To test for embryotoxicity, we cultured mESCs on 0.1% gelatin-coated dishes for 48 hours using standard culturing protocols. The cells were then harvested and counted, and 1X105 cells/well was plated onto 12-well plates. After 24 hours of incubation, each plate was treated with each chemical compound in varying concentrations for another 24 hours of incubation, as shown in Figures 2 and 3 for caffeine and MSG, respectively. Two ranges were tested: 50 – 500µM with increments of 50µM, and 50-500mM with increments of 50mM. Cells were analyzed pre- and post-treatment with all four chemicals. Two end-points were tested; cytotoxic effects using MTS assay and inhibitory effects on pluripotency using alkaline phosphatase assay.

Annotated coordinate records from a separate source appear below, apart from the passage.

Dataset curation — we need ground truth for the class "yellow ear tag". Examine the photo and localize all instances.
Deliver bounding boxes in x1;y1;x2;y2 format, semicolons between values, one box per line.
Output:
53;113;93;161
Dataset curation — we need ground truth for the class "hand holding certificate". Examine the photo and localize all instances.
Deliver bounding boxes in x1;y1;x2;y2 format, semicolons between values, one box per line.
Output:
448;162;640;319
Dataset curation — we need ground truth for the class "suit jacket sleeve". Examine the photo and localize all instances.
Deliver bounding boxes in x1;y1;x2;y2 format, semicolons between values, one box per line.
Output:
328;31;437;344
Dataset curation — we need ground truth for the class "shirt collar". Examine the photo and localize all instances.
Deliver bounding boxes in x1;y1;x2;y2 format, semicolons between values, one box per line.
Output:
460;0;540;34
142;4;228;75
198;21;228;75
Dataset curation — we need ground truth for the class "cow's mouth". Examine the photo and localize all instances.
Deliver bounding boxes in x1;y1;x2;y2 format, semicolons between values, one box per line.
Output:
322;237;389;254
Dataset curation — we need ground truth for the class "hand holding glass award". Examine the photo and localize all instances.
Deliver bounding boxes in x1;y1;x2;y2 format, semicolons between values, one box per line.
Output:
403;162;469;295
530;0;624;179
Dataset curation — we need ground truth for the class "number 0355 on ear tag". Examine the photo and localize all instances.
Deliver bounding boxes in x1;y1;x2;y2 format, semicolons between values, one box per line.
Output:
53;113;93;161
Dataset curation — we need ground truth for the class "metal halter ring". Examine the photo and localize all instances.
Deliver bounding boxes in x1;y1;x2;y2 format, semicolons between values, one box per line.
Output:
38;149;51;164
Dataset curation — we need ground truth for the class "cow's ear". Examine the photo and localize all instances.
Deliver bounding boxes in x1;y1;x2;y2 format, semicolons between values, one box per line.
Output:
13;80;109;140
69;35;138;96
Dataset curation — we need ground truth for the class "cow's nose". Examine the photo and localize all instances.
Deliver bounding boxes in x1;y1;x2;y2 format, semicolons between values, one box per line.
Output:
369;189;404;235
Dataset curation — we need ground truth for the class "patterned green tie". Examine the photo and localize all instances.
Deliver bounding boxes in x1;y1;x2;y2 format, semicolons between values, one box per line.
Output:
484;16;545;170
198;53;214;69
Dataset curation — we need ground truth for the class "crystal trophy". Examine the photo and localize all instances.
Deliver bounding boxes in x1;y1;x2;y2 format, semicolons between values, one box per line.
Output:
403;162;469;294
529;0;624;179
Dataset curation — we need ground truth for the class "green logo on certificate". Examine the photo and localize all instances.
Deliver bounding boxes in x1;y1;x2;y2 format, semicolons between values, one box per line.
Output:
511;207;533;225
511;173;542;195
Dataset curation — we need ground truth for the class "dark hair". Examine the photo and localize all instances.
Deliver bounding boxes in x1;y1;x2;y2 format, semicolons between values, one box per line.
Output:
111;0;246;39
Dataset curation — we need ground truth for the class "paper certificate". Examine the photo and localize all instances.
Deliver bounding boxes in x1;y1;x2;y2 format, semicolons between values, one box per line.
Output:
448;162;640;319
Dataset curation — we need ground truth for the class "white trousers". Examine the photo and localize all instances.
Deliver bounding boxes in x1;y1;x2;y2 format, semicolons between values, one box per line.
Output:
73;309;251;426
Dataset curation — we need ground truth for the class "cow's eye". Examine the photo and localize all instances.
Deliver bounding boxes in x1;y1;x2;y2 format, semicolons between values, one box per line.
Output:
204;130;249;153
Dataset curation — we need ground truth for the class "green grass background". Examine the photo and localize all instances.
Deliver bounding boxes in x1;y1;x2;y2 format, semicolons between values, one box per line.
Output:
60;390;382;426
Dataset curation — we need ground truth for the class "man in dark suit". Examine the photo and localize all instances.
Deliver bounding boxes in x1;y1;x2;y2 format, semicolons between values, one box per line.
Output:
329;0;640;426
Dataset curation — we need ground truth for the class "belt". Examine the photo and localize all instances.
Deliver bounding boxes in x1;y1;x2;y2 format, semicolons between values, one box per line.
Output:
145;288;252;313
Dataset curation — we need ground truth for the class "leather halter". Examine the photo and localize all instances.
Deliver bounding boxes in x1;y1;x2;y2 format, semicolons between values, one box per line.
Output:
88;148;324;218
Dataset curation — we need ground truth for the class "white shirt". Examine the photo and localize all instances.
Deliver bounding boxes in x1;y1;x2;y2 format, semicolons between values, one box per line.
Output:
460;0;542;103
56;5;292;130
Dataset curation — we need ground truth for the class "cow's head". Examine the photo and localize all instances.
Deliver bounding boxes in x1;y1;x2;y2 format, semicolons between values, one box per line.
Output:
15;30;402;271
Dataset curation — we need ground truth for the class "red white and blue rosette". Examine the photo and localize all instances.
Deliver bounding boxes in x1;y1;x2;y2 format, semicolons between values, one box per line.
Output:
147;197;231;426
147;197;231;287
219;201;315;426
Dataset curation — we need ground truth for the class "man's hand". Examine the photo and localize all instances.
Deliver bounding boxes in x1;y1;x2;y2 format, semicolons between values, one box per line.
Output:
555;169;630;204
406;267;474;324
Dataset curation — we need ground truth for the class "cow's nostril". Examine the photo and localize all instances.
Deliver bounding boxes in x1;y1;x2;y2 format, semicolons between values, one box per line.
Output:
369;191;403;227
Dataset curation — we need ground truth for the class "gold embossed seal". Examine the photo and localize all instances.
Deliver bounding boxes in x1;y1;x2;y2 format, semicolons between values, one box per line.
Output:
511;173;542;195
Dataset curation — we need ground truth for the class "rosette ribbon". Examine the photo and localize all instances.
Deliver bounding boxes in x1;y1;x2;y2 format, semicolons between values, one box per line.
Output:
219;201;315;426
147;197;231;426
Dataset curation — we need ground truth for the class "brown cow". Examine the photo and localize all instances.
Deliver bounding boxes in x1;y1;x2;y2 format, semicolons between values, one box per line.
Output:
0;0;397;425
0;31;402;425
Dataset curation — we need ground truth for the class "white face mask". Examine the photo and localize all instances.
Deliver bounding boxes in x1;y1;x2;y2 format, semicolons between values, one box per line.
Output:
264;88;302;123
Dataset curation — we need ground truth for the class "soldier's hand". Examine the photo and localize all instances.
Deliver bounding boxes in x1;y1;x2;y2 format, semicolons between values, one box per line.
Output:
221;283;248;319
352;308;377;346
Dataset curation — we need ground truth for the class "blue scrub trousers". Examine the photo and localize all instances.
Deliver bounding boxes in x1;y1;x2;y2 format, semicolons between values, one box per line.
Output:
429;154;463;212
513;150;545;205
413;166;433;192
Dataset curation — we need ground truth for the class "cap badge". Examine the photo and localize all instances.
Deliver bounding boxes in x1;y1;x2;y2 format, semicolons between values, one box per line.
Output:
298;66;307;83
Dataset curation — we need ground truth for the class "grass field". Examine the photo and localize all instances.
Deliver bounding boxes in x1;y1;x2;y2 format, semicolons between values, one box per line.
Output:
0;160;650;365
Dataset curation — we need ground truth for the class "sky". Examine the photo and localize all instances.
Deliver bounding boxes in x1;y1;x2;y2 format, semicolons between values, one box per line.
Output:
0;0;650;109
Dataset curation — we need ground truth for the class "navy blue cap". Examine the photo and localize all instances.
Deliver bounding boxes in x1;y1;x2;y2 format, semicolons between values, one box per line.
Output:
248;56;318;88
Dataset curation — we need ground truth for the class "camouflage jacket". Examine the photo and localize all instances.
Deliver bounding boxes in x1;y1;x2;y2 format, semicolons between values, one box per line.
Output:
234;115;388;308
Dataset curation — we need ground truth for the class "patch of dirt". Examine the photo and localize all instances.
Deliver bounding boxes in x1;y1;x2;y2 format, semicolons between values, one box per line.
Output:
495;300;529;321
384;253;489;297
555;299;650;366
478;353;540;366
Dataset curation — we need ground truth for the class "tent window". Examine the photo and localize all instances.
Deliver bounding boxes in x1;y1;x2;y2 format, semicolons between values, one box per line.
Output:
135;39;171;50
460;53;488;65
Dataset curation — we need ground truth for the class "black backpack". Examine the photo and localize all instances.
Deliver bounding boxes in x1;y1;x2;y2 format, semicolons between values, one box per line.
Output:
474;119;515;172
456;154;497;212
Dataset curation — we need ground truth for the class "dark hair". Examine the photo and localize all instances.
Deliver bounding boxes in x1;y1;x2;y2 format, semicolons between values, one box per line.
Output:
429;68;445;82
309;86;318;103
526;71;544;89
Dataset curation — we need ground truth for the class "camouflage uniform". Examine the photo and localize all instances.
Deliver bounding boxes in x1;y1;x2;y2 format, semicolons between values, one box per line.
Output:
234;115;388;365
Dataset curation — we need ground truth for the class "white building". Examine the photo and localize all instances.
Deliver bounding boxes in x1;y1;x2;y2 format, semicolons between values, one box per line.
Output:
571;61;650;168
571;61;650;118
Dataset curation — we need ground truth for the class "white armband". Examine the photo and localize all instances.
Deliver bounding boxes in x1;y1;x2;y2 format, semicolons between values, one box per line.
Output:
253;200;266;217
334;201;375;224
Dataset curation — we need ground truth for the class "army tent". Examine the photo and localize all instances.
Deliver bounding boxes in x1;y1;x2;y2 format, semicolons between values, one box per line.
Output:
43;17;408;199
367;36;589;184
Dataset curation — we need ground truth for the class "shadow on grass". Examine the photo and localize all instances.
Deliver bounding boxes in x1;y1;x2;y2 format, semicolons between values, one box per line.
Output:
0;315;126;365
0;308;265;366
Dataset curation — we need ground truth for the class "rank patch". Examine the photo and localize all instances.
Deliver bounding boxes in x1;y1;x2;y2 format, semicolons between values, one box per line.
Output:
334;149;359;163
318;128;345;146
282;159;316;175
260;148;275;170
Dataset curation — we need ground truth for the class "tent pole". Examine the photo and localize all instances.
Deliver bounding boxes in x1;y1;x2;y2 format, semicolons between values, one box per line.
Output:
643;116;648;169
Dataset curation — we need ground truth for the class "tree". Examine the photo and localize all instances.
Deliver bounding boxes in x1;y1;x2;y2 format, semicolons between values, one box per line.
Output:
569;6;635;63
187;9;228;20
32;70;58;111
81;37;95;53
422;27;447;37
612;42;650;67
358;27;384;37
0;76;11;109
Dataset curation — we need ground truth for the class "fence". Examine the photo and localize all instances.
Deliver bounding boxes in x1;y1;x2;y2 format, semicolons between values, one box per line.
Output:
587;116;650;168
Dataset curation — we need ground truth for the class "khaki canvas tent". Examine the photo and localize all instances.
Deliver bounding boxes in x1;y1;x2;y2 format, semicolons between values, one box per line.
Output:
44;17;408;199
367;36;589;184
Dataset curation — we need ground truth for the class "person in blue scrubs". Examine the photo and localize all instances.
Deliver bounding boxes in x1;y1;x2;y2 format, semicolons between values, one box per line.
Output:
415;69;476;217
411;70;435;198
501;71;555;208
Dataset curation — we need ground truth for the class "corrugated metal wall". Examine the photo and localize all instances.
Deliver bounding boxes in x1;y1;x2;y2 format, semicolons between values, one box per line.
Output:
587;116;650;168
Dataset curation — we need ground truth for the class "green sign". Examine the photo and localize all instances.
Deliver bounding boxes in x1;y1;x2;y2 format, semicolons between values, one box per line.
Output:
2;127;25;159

The MTS assay is a colorimetric, cell proliferation assay that helps to quantify viable cells. The assay is composed of two solutions; a novel tetrazolium compound [3-(4, 5-dimethylthiazol-2-yl)-5-(3-carboxymethoxyphenyl)-2-(4-sulfophenyl)-2H-tetrazolium, inner salt (MTS), and an electron coupling reagent (phenazine methosulfate; PMS). In viable cells, dehydrogenase enzymes can convert MTS into formazan product, whereas in dead cells, MTS remains unchanged. Absorbance measurement of formazan at 490nm is a direct indicator of number of viable cells. The alkaline phosphatase assay is a qualitative test of pluripotency and differentiation in stem cells. In this method, cells are stained with a mixture of napthol and fast red violet. The presence of alkaline phosphatase enzyme in pluripotent cells results in a dark pink color. Lighter shades indicate that the cells are losing pluripotency and are tending towards differentiation. In the case of embryotoxicity, lack of dark staining in cells implies that the chemicals have an inhibitory effect on pluripotency.
Results and Discussion
This investigation on the embryotoxic effects of caffeine and monosodium glutamate was conducted for a period of six months as a final year project that was supported by Republic Polytechnic. We have successfully established mESCs cultures, derived embryoid bodies and conducted relevant assays like MTS and AP stain. We analysed the morphology of cells before and after 24 hours of treatment. Our results show that glucose has a growth promoting effect on the mESCs at all concentrations tested. Cells did not show any adverse cytotoxic effects, as expected for glucose. In contrast, our positive control of hydrogen peroxide showed extreme cytotoxic effects at concentrations as low as 100µM. The morphological abnormalities like presence of vacuoles, apoptotic bodies and cell death are supported by our cell counts, estimated using MTS assay. In the micromolar range of chemical concentrations, the glucose treated cells showed a healthy increase in cell counts from an initial count of 1X105 cells/well to a maximum count of 20 X 105 cells/well. In the case of caffeine and MSG, there was a drop in cell proliferation as evidenced by the cell counts of 5 X 105 cells/well in both cases. This drop is comparable to a similar drop in the case of hydrogen peroxide (<5 X 105 cells/well). A more pronounced morphological effect and drop in cell proliferation was seen at the higher range of millimolar concentrations. In addition, cells treated with caffeine and MSG showed the presence of necrosis. AP staining was done at only two concentrations for each chemical; 50mM and 500mM. The results indicate that the chemicals do not affect pluripotency at 50mM concentrations. But cytotoxicity kills most cells at 500mM, hence, it is difficult to estimate if there is any real inhibitory effect on pluripotency.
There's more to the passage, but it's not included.